Europace ; 23(SUPPL 3):iii561-iii562, 2021.
Article in English | EMBASE | ID: covidwho-1288021

ABSTRACT

Background The electrocardiogram (ECG) is an easy to assess, widely available and inexpensive tool that is frequently used during the work-up of hospitalized COVID-19 patients. So far, no study has been conducted to evaluate if ECG-based machine learning models are able to predict allcause in-hospital mortality in COVID-19 patients.
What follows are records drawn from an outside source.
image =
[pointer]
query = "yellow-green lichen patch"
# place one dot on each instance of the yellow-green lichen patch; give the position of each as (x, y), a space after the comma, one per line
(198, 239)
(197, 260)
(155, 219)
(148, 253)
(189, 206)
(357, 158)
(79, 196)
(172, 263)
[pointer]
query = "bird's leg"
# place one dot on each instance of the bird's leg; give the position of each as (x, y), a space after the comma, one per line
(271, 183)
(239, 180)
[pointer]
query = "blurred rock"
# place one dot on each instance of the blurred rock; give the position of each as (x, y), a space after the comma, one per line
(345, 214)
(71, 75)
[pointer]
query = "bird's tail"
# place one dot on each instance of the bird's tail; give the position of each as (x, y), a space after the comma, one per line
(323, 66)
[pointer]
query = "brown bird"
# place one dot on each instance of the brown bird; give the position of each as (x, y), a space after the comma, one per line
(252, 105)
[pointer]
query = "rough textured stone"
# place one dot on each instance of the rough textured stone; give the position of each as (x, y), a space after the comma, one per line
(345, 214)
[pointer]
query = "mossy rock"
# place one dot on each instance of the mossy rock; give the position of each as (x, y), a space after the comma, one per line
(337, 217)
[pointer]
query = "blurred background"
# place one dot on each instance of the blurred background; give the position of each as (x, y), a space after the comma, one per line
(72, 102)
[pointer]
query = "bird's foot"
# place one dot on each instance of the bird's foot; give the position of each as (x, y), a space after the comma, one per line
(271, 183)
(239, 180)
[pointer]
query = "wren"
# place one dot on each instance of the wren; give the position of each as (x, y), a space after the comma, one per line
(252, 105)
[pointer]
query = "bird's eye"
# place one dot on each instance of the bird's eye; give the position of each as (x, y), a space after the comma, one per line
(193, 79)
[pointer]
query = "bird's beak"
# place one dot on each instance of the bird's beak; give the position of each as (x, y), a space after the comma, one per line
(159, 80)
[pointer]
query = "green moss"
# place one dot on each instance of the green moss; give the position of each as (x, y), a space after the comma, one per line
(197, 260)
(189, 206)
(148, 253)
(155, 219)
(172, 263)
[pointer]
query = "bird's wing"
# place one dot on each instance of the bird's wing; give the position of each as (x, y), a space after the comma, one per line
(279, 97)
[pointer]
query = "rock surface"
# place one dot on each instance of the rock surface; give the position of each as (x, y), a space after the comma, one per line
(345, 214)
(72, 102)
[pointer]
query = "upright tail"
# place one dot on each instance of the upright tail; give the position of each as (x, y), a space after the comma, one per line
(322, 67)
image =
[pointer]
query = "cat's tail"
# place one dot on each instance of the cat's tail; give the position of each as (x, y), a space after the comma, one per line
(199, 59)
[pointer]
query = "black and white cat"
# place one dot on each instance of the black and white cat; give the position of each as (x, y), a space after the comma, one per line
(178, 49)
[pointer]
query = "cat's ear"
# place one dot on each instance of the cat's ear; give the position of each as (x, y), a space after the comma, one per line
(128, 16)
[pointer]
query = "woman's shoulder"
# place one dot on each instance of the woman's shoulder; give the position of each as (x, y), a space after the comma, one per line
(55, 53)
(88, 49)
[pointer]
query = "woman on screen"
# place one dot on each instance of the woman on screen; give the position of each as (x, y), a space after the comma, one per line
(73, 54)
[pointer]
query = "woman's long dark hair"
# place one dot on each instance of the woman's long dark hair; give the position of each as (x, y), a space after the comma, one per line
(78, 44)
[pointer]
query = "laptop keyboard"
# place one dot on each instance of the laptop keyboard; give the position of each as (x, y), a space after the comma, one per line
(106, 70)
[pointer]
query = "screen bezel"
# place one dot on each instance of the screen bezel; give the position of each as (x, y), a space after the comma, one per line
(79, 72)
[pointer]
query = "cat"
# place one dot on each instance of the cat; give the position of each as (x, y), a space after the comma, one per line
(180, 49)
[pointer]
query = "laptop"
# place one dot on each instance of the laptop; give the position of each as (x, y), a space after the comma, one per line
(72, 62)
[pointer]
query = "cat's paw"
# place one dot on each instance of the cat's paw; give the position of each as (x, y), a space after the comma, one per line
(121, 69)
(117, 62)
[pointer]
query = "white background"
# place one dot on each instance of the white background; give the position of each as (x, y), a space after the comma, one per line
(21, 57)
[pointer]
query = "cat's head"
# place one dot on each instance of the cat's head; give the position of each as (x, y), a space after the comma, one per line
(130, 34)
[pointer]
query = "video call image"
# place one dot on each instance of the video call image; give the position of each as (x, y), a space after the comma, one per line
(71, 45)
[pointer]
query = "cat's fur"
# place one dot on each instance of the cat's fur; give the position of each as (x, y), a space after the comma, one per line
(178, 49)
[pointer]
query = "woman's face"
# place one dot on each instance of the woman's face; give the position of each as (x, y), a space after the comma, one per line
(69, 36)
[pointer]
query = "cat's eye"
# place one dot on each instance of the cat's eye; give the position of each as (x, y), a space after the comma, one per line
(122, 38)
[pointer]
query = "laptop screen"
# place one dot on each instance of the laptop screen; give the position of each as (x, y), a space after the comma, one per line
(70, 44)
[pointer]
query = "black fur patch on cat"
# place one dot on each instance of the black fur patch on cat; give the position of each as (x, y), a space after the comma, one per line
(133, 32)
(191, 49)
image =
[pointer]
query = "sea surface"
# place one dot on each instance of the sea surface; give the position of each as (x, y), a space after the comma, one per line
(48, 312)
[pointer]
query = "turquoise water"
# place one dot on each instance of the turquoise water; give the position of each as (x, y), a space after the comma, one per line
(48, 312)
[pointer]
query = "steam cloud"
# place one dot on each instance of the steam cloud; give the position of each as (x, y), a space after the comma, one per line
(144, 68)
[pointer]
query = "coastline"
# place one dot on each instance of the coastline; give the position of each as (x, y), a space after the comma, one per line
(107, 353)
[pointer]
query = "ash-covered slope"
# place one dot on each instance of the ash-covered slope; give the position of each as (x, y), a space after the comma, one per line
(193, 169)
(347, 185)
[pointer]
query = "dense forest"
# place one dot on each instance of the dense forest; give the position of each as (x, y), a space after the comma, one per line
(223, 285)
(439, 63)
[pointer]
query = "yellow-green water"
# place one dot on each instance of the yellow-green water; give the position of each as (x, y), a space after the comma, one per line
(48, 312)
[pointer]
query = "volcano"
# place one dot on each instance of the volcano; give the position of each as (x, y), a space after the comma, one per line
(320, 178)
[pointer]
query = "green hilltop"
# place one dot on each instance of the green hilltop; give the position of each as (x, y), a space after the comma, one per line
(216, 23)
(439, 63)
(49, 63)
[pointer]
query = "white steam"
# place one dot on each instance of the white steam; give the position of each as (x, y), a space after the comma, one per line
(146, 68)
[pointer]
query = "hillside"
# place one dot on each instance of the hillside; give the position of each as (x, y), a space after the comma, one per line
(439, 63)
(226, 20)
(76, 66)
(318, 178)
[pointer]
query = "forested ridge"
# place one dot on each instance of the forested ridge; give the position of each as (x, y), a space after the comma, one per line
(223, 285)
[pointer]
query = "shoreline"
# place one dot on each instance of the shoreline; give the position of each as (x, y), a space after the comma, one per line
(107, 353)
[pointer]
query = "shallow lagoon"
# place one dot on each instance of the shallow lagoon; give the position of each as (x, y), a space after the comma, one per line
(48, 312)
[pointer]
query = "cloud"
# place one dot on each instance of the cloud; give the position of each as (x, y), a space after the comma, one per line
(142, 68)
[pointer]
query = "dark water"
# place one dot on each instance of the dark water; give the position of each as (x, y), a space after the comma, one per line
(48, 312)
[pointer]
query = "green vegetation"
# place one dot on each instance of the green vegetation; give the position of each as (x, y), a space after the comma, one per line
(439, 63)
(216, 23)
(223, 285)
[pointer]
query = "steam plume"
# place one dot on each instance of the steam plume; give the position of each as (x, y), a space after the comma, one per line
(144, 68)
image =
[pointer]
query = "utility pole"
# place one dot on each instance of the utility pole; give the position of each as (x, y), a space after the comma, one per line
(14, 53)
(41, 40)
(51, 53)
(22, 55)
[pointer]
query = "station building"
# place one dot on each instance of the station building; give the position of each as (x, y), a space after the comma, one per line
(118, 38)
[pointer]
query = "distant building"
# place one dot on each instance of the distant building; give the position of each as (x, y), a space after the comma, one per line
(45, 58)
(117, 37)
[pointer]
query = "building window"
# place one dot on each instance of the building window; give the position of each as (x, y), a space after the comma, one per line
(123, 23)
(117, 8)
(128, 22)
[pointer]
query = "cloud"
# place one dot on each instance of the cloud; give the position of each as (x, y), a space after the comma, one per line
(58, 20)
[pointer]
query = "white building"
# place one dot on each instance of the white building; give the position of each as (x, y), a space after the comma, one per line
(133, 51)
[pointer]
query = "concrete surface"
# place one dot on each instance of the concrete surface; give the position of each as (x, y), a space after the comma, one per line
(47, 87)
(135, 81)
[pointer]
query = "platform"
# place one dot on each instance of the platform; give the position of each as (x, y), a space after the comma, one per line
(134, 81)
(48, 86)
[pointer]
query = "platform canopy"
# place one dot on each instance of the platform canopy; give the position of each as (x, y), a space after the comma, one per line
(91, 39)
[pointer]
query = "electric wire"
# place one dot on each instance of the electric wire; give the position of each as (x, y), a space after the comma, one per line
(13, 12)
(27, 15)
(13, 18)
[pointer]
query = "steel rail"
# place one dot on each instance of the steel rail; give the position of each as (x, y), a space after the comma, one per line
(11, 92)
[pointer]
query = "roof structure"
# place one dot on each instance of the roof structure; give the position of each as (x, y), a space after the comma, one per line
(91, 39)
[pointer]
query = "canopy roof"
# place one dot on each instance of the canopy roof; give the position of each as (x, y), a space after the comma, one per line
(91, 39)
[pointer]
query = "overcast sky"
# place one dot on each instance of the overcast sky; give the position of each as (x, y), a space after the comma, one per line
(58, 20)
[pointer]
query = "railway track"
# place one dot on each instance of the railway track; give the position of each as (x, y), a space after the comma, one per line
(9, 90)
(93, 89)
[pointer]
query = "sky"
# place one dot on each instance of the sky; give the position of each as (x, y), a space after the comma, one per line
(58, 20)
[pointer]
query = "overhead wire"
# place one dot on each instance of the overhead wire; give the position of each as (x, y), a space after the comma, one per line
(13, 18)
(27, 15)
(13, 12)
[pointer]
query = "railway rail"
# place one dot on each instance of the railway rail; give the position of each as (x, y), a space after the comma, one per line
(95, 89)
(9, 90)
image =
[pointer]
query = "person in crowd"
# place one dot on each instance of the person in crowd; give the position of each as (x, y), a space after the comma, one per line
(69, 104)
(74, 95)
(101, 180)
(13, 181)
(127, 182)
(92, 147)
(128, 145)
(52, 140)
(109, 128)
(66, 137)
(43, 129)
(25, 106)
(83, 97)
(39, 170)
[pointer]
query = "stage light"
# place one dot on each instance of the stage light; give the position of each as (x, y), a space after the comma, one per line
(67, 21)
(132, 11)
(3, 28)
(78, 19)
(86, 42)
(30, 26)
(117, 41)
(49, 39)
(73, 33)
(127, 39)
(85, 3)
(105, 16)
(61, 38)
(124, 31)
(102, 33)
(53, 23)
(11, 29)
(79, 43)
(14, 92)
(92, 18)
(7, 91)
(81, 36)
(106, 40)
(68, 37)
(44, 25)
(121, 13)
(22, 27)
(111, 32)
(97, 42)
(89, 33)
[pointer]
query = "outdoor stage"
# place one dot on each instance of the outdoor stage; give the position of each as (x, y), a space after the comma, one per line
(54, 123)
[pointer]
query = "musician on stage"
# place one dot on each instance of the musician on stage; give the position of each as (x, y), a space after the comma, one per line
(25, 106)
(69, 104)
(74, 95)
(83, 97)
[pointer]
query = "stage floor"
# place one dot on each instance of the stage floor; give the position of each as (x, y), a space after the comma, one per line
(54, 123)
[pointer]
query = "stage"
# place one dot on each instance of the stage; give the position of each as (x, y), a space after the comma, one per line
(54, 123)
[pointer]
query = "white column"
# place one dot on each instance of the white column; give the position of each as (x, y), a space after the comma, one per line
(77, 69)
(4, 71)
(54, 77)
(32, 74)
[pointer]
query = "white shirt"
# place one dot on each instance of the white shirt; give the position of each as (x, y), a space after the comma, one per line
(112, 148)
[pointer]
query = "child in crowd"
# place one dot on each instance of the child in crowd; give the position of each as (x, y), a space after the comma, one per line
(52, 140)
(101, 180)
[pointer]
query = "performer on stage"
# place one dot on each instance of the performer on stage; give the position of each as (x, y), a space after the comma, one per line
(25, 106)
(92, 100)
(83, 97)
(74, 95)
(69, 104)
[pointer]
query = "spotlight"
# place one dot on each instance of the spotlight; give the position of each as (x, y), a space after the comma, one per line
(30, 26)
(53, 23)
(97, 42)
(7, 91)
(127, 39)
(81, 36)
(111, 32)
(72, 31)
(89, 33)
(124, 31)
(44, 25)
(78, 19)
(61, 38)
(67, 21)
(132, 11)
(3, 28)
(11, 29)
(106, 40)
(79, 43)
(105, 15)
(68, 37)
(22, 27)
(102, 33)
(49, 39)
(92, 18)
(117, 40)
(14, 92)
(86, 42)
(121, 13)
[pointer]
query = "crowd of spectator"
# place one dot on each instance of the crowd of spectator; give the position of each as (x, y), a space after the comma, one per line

Purpose With this study, we aim to evaluate the value of using the ECG to predict in-hospital all-cause mortality of COVID-19 patients by analyzing the ECG at hospital admission, comparing a logistic regression based approach and a DNN based approach. Secondly, we aim to identify specific ECG features associated with mortality in patients diagnosed with COVID-19. Methods and results We studied 882 patients admitted with COVID-19 across seven hospitals in the Netherlands. Raw-format 12-lead ECGs recorded after admission (<72 hours) were collected, manually assessed, and annotated using pre-defined ECG features. Using data from five out of seven centers (n = 634), two mortality prediction models were developed: (a) a logistic regression model using manually annotated ECG features, and (b) a pre-trained deep neural network (DNN) using the raw ECG waveforms. Data from two other centers (n = 248) were used for external validation. Performance of both prediction models was similar, with a mean area under the receiver operating curve of 0.69 [95%CI 0.55- 0.82] for the logistic regression model and 0.71 [95%CI 0.59-0.81] for the DNN in the external validation cohort. After adjustment for age and sex, ventricular rate (OR 1.13 [95% CI 1.01-1.27] per 10 ms increase), right bundle branch block (3.26 [95% CI 1.15-9.50]), ST-depression (2.78 [95% CI 1.03-7.70]) and low QRS voltages (3.09 [95% CI 1.02-9.38]) remained as significant predictors for mortality. Conclusion: This study shows that ECG-based prediction models at admission may be a valuable addition to the initial risk stratification in admitted COVID-19 patients. The DNN model showed similar performance to the logistic regression that needs time-consuming manual annotation. Several ECG features associated with mortality were identified.